The information you are about to copy is INTERNAL!
DO NOT share it with anyone outside Check Point.
CPU load and traffic latency after activating Anti-Bot and/or Anti-Virus blade on Security Gateway
R75, R76, R77, R77.10, R77.20, R77.30
Gaia, SecurePlatform 2.6, Crossbeam XOS
Platform / Model
After activating Anti-Bot and/or Anti-Virus blade and installing the Threat Prevention policy on Security Gateway:
CPU load on Security Gateway increases significantly (refer to the output of "top" / "mpstat" commands).
Traffic throughput on Security Gateway decreases significantly; traffic latency is experienced.
Example for CIFS traffic:
When only IPS blade is enabled (Anti-Bot and Anti-Virus blades are disabled):
Internet speed is between 180-250 Mbit/sec, download and upload
CIFS data transfer between workstation and server is around 60-90 Mbit/sec
Ping latency is around 2-3 msec with or without CIFS data transfer
When both IPS blade and Anti-Bot / Anti-Virus blades are enabled:
Internet speed is around 100 Mbit/sec, download and upload
CIFS data transfer between workstation and server is around 15 Mbit/sec
Ping latency is around 40-70 msec during CIFS data transfer
Issue mostly occurs when passing complex traffic like CIFS, NFS, etc.
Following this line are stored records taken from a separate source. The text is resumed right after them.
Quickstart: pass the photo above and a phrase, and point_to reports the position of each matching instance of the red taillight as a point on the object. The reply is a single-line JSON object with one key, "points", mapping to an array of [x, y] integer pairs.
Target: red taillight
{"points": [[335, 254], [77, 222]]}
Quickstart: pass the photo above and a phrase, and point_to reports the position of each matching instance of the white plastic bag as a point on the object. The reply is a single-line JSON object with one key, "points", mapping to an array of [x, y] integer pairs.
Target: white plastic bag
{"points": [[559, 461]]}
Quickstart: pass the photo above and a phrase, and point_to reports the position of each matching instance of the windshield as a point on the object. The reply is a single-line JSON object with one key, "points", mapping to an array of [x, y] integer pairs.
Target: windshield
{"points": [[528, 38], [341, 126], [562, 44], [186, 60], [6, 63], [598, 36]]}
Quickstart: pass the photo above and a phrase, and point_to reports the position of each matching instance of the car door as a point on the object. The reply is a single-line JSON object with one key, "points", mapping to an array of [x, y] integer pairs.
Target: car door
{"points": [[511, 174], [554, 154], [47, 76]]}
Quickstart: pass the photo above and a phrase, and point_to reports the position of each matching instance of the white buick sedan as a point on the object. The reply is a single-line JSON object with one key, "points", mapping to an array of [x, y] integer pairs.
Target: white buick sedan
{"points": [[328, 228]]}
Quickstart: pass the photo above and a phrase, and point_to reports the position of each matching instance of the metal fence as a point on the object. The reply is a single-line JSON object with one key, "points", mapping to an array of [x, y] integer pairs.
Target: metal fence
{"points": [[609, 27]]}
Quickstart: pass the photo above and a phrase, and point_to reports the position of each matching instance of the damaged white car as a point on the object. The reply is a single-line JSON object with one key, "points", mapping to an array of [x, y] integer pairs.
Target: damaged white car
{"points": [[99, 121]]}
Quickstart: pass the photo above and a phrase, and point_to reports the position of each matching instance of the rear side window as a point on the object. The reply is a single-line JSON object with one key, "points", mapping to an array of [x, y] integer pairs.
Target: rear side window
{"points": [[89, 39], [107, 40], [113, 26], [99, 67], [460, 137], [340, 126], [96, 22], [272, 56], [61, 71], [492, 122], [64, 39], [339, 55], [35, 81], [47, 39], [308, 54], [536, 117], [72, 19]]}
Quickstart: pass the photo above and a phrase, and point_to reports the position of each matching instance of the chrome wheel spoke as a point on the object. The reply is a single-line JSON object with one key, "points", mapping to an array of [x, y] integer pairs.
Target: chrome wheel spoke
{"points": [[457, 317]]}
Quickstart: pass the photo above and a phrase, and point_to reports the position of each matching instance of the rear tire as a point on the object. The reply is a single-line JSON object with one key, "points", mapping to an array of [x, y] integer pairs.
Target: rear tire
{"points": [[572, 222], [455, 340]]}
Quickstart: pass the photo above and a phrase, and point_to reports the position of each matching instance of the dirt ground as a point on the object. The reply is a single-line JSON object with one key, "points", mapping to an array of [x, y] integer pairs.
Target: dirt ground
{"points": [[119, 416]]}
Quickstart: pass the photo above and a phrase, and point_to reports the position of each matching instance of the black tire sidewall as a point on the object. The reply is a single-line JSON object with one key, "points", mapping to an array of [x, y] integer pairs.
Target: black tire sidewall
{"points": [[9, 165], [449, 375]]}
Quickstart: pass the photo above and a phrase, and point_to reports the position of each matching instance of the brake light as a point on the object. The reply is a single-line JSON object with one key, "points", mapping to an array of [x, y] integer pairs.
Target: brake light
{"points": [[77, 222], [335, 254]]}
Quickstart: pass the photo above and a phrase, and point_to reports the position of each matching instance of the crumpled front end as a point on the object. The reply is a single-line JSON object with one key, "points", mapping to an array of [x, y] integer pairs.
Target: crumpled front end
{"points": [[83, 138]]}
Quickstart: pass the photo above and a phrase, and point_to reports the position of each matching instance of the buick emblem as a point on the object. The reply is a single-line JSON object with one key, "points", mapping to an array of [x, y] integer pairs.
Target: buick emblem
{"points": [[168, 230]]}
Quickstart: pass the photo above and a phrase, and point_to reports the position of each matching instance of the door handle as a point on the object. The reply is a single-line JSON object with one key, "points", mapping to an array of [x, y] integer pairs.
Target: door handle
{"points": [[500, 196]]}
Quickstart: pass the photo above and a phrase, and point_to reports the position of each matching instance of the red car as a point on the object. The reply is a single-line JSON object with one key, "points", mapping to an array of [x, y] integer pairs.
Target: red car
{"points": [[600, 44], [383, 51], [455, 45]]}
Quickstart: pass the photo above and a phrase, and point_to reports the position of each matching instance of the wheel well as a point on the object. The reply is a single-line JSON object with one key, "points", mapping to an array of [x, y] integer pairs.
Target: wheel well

Output of "fwaccel conns" command shows the involved complex traffic with either "S" flag, or "F" flag - the traffic goes via Medium path (PXL), or via Firewall path / Slow path (F2F) - i.e., traffic is not fully accelerated.
The involved traffic is inspected by Anti-Bot / Anti-Virus blade even if it is not matched to any rule in the Threat Prevention policy.